Die Post bietet über den Service "Info.Mail" persönlich adressierte Werbesendungen an Geschäftskunden an – und hat dabei einen Marktanteil von 99 Prozent. Die Datenaufbereitung, der Druck, die Kuvertierung und die Auslieferung der Sendungen an die Post werden dabei entweder von den werbenden Unternehmen selbst oder von einem Konsolidierer erledigt. Die Konsolidierer holen sich die Sendungen für gewöhnlich beim Unternehmen ab, sortieren sie und liefern sie zu den Verteilerzentren der Post.

Unterschiedliche Rabatte

Für die weitere Verarbeitung und Auslieferung schließt die Post sowohl mit Großkunden als auch mit Konsolidierern Jahresverträge ab. Darin wird festgelegt, unter welchen Bedingungen Rabatte gewährt werden. Die Post hat dabei allerdings zwischen den Unternehmen unterschieden: Ab 2018 gingen die Rabatte für Konsolidierer stark zurück. Im Jahr 2019 entsprach deren Rabatt nur noch 34 Prozent jenes Rabatts, den die Großkunden erhielten.

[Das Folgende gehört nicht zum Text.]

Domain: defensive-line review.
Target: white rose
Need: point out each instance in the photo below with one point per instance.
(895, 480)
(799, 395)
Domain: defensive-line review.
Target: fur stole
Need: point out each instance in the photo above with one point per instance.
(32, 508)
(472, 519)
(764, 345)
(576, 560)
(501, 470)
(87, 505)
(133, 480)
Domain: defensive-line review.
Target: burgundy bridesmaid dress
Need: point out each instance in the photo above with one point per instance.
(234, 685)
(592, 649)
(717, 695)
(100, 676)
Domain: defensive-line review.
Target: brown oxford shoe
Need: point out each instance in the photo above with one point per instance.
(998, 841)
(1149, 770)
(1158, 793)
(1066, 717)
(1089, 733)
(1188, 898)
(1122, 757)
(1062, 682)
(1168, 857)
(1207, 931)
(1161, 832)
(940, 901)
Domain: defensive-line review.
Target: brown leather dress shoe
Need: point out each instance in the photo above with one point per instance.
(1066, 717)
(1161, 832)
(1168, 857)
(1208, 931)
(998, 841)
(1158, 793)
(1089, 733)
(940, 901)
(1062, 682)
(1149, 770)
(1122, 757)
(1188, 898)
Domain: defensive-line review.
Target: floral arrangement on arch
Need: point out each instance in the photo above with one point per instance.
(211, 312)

Der Sachverhalt wurde von Portoservice.at und drei weiteren österreichischen Unternehmen ans Kartellgericht herangetragen. Dieses stellte einen Missbrauch der marktbeherrschenden Stellung fest, der Oberste Gerichtshof bestätigte nun die Entscheidung. Dass die Sendungsmengen bei den Großkunden insgesamt größer waren, rechtfertige die ungleichen Rabatte nicht. Es handle sich nämlich nicht um reine Mengenrabatte. Dazu kam, dass die genauen Tarifvereinbarungen unzulässigerweise geheim gehalten wurden. Laut den Gerichten hat das Verhalten der Post darauf abgezielt, "den Wettbewerb zu ihren Gunsten zu beeinträchtigen".

Portoservice.at musste im Jahr 2018 wegen der Diskriminierung durch die Post aus dem Markt austreten. Seither ist laut dem Kartellgericht der Missbrauch der marktbeherrschenden Stellung allerdings weitergegangen. Die Post nehme "nach wie vor für sich in Anspruch, zur Ungleichbehandlung von Großkunden und Konsolidierern berechtigt zu sein".

Verfahren noch nicht beendet

Laut dem Rechtsanwalt Johannes Öhlböck, der Portoservice.at im Verfahren vertrat, ist der Missbrauch nach erfolgter Zustellung der Entscheidung nun binnen eines Monats abzustellen. "Damit werden in Kürze gleiche Wettbewerbsbedingungen am Postmarkt wiederhergestellt", sagt Öhlböck. Portoservice.at werde zudem als Hauptbetroffener Ersatzansprüche geltend machen und wieder in den Markt eintreten. Wie hoch der Schadenersatz sein wird, könne man aber noch nicht abschätzen.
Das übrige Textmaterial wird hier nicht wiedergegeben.